Изменить стиль страницы

Из музыкантов мы обнародуем только Ад-Малека и Куку Бакбукини. С ними у нас контракт. Все знают, кто они такие! Ну, ещё Виви Гуффи! Их имена только прибавят популярности как-у-всехной «Цедефошрии»! Более никого мы, естественно, не рекламируем, даже авторы текстов у нас в тени. Виви Гуффи — он, и только он — в нашем представлении! — автор и музыки, и текстов! У нас никто не сможет снискать славы больше, нежели… э-э-э… с нашей точки зрения… он заслуживает. На всех желающих присосаться к нашему Проекту никаких премий не хватит! — добродушно усмехнулся Миней, при этом как-то странно, заговорщицки сверкнув глазами в сторону Арпадофеля. — А ты, Мотеле, не волнуйся — дадим тебе знатную премию, сможешь дочурке купить конфет, красивых туфелек…» И он густо захохотал. Моти от изумления чуть язык не проглотил: странные шутки пошли у босса…

Больше о деле не говорили. Миней выставлял на стол всё новые и новые сорта коньяка, но Моти сидел, задумавшись, в основном помалкивал и почти не пил, а только пару раз пригубил из своей рюмочки. Миней удивился, но ничего не сказал.

Его немного беспокоил усталый, измочаленный вид этого известного в «Лулиании» красавца и умницы. Арпадофель поигрывал своим бокальчиком, вращая его на столе, как волчок, и исподлобья кидал на Моти тяжёлый стреляющий взор левого глаза, напоминавшего загадочную, как бы подёрнутую белёсым инеем трясину.

Вдруг Моти встал из-за стола и, ни слова не говоря, направился к выходу. «Ты куда, Моти?» — озабоченно спросил Миней.
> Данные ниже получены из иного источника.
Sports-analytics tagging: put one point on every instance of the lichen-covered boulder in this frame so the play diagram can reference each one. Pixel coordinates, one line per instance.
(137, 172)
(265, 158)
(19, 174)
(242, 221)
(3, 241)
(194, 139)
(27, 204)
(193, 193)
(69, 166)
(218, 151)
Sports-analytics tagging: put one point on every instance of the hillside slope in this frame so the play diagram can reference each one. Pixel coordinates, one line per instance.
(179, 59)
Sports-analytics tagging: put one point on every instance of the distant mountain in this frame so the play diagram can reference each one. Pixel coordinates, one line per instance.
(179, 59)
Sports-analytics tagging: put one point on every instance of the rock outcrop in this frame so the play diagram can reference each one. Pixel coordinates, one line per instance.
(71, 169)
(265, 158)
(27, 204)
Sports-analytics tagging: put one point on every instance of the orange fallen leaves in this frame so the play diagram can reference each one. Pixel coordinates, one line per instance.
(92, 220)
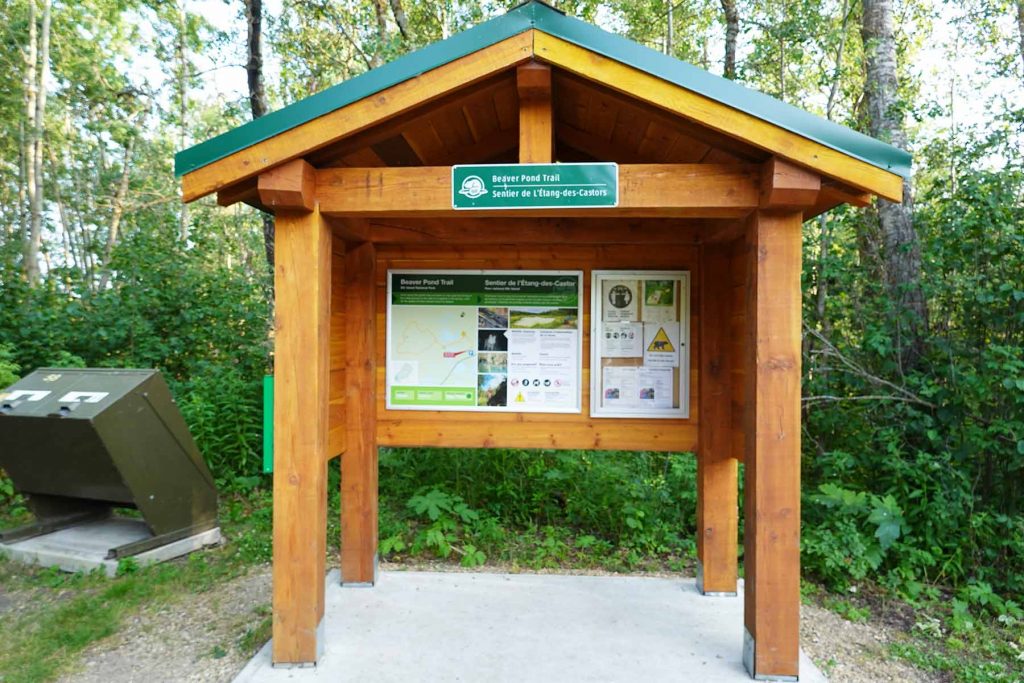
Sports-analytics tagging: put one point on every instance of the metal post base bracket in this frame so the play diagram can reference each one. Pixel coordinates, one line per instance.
(711, 594)
(749, 649)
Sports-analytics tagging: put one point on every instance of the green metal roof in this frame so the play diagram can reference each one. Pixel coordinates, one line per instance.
(536, 14)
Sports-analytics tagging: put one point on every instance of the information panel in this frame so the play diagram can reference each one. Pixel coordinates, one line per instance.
(640, 333)
(484, 340)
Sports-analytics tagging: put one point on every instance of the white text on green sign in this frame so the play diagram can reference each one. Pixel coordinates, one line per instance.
(535, 185)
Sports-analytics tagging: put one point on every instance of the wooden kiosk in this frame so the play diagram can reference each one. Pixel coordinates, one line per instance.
(713, 179)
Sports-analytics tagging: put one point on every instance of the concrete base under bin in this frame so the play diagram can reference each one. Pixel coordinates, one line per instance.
(84, 547)
(416, 626)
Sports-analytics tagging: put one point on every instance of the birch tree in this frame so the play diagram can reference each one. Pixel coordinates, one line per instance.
(37, 69)
(901, 249)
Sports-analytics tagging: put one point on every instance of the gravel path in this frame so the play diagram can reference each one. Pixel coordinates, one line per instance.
(198, 638)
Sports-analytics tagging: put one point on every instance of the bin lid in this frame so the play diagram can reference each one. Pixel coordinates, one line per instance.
(70, 392)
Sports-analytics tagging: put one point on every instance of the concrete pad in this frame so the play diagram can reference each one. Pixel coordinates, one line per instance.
(416, 626)
(84, 547)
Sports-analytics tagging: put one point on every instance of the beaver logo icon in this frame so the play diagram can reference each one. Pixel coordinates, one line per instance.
(473, 187)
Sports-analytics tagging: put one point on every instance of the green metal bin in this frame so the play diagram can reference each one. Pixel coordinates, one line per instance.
(81, 442)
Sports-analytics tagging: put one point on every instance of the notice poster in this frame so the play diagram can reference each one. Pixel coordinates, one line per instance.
(660, 344)
(488, 341)
(621, 299)
(659, 300)
(639, 344)
(623, 340)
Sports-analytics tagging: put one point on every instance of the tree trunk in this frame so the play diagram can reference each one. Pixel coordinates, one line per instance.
(1020, 28)
(117, 212)
(731, 34)
(36, 72)
(182, 78)
(381, 12)
(399, 17)
(257, 97)
(901, 250)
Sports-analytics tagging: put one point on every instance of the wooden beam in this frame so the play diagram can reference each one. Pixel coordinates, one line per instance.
(240, 191)
(518, 231)
(532, 431)
(445, 115)
(357, 117)
(772, 463)
(712, 114)
(358, 463)
(336, 412)
(536, 120)
(833, 196)
(718, 512)
(786, 185)
(290, 186)
(714, 190)
(302, 283)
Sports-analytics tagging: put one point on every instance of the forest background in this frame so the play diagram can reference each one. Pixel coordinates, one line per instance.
(913, 364)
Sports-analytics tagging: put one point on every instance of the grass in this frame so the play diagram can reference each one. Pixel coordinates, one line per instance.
(985, 648)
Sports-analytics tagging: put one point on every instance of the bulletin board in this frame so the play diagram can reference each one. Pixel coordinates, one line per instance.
(640, 342)
(484, 340)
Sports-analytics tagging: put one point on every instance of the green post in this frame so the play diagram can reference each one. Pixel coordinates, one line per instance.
(267, 424)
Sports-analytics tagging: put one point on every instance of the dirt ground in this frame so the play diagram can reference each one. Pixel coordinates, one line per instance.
(198, 638)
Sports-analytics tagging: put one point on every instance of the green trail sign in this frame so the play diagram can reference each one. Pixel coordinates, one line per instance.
(535, 185)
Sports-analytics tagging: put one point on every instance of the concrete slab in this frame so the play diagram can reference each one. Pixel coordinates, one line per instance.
(84, 547)
(417, 626)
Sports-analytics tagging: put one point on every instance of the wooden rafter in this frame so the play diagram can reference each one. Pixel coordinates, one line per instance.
(356, 117)
(536, 119)
(645, 189)
(718, 117)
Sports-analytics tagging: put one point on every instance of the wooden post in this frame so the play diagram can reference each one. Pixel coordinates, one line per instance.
(302, 281)
(358, 462)
(771, 616)
(717, 484)
(536, 121)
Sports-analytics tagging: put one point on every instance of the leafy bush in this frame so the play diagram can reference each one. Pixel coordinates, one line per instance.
(8, 368)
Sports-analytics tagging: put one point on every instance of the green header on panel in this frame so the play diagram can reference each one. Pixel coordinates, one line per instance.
(535, 185)
(428, 289)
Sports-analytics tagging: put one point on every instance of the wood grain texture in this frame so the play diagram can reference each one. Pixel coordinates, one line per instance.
(537, 141)
(522, 231)
(714, 190)
(787, 185)
(336, 410)
(288, 187)
(302, 281)
(356, 117)
(358, 463)
(718, 117)
(772, 463)
(718, 512)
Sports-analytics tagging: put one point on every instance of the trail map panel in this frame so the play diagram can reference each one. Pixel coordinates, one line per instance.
(484, 340)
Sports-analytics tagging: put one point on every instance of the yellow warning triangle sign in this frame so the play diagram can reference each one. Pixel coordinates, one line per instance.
(660, 342)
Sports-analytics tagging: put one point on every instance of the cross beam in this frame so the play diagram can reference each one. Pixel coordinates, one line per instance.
(699, 190)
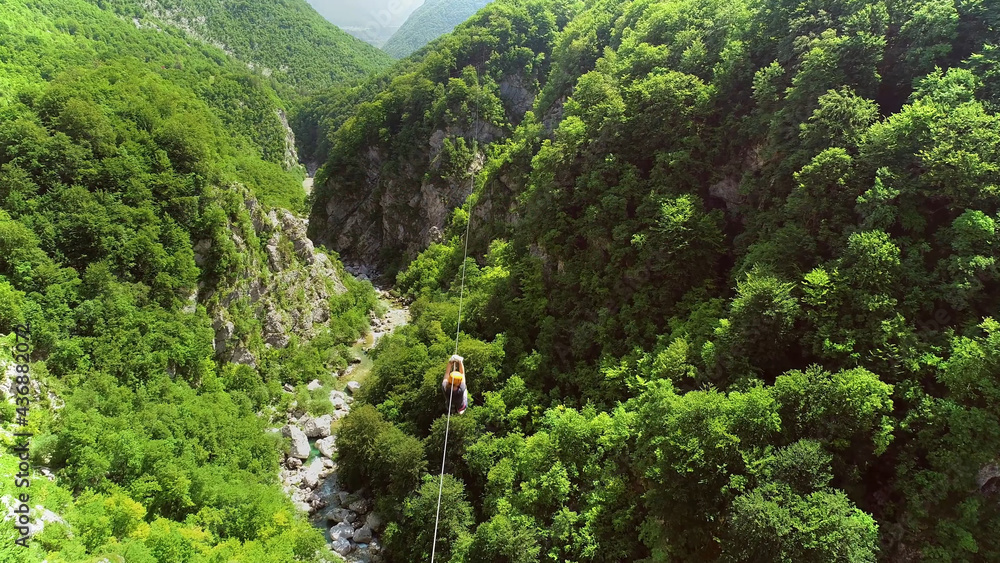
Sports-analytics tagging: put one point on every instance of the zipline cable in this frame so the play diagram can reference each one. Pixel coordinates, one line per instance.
(458, 328)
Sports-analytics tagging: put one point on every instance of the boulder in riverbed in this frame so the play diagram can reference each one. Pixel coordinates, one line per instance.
(342, 546)
(363, 534)
(327, 446)
(300, 444)
(317, 427)
(341, 531)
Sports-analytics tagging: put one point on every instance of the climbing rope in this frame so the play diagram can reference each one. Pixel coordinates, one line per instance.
(458, 328)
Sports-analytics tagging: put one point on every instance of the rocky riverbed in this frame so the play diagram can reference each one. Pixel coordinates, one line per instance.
(309, 473)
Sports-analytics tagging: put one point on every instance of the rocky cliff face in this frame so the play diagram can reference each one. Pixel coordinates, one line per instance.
(401, 159)
(402, 205)
(282, 287)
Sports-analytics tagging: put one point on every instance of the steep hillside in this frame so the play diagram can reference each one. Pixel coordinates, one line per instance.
(373, 21)
(286, 39)
(733, 282)
(399, 165)
(163, 299)
(431, 20)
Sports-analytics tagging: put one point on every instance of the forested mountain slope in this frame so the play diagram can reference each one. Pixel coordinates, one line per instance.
(733, 284)
(401, 161)
(431, 20)
(168, 300)
(373, 21)
(286, 39)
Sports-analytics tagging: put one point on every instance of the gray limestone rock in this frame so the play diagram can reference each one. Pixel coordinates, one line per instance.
(300, 443)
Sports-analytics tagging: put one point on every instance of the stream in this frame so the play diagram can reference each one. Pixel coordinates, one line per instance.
(345, 517)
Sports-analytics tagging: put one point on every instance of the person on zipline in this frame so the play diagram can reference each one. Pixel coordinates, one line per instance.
(453, 385)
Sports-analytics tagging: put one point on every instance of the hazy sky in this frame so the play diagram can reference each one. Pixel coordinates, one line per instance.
(371, 20)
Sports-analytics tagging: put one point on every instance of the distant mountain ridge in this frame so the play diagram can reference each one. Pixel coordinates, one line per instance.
(372, 21)
(286, 39)
(430, 21)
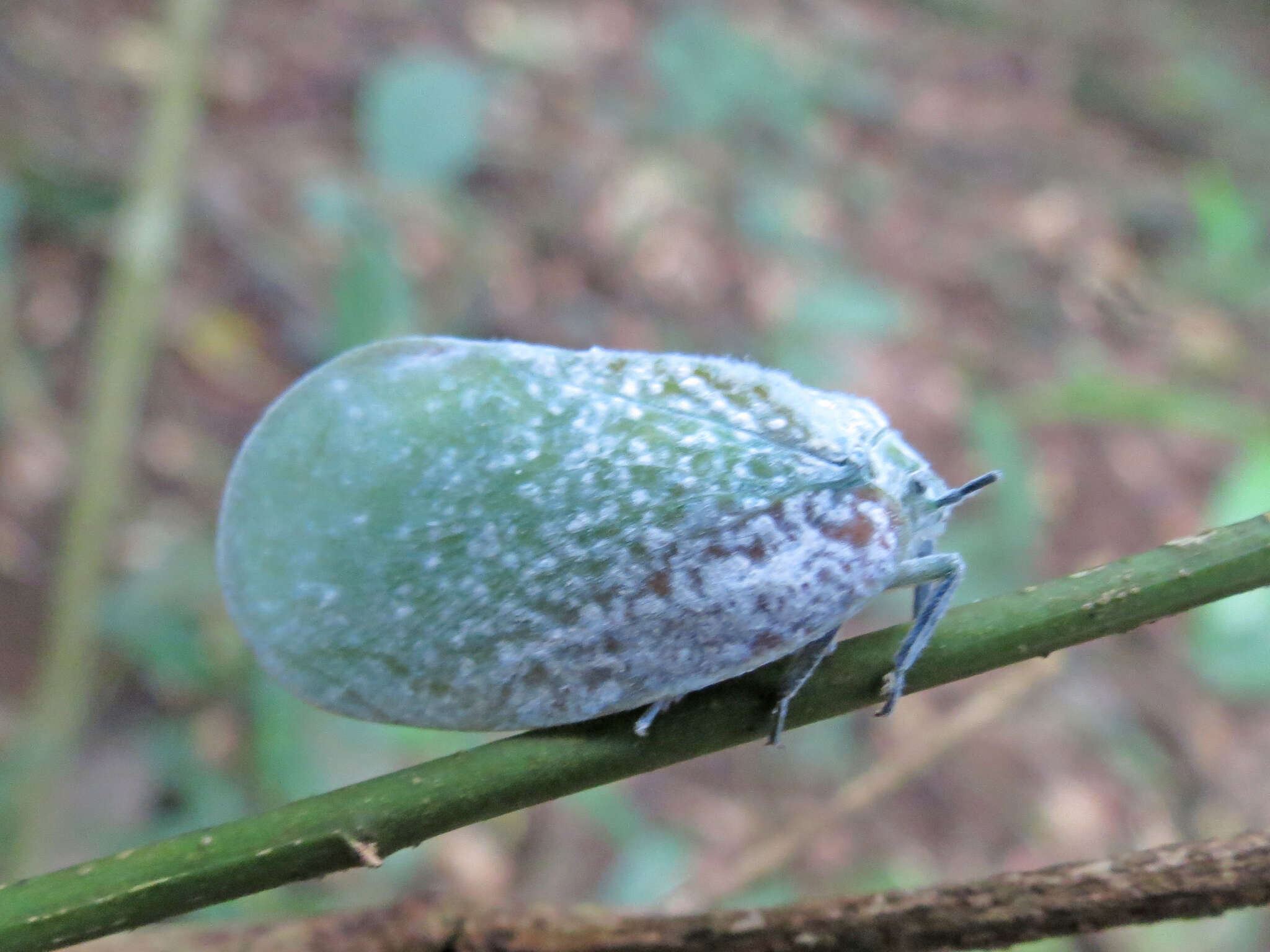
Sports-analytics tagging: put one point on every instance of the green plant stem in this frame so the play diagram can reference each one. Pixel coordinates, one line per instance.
(366, 822)
(121, 356)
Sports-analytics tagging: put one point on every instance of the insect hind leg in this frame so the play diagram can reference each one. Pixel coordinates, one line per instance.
(801, 667)
(935, 579)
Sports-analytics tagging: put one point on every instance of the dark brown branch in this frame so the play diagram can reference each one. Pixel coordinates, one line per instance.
(1180, 881)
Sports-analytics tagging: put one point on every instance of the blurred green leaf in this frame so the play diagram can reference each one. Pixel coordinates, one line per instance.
(301, 751)
(63, 198)
(651, 860)
(775, 891)
(1230, 641)
(1112, 398)
(770, 214)
(328, 202)
(419, 120)
(156, 620)
(997, 531)
(848, 305)
(1230, 230)
(716, 79)
(191, 794)
(1232, 240)
(12, 207)
(825, 749)
(648, 867)
(373, 296)
(830, 319)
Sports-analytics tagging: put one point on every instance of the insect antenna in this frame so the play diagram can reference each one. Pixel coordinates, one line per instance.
(969, 489)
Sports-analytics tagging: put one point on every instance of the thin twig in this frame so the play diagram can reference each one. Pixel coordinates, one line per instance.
(883, 778)
(121, 356)
(1180, 881)
(310, 837)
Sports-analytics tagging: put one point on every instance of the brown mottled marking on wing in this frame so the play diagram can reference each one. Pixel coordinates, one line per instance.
(766, 640)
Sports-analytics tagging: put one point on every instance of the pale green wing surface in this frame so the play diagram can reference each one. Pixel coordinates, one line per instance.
(427, 513)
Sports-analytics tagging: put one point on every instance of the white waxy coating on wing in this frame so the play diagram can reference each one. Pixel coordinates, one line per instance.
(497, 536)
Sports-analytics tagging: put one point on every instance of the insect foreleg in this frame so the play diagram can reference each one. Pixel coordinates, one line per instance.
(935, 578)
(922, 591)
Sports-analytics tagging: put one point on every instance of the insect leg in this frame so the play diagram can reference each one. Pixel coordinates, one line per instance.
(935, 578)
(801, 666)
(922, 591)
(651, 712)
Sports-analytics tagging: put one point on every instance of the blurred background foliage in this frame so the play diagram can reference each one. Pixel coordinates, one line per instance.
(1037, 234)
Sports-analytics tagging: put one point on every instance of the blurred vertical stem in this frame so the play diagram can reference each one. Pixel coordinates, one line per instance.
(141, 258)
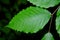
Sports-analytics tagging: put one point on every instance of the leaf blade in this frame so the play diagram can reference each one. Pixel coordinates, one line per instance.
(58, 21)
(48, 36)
(44, 3)
(30, 20)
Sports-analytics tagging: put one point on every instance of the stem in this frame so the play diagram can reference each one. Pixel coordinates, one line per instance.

Но тот, рассеянно глядя куда-то внутрь себя, не ответил и скрылся. «Наверно, в туалет приспичило!..» — неприятно усмехнулся Арпадофель, поразив этой репликой своего босса, который укоризненно покачал головой: «Ну что ты, Коба, всё о своём, о заветном?» — «А ты что, против?

Это же наша новая эстетика на основе японской, или ещё чёрт знает, какой культуры! Понимать надо!» — объяснил ему, как непонятливому, Арпадофель.

* * *

Покидая свою комнату и направляясь в беседку, Моти забыл выключить компьютер.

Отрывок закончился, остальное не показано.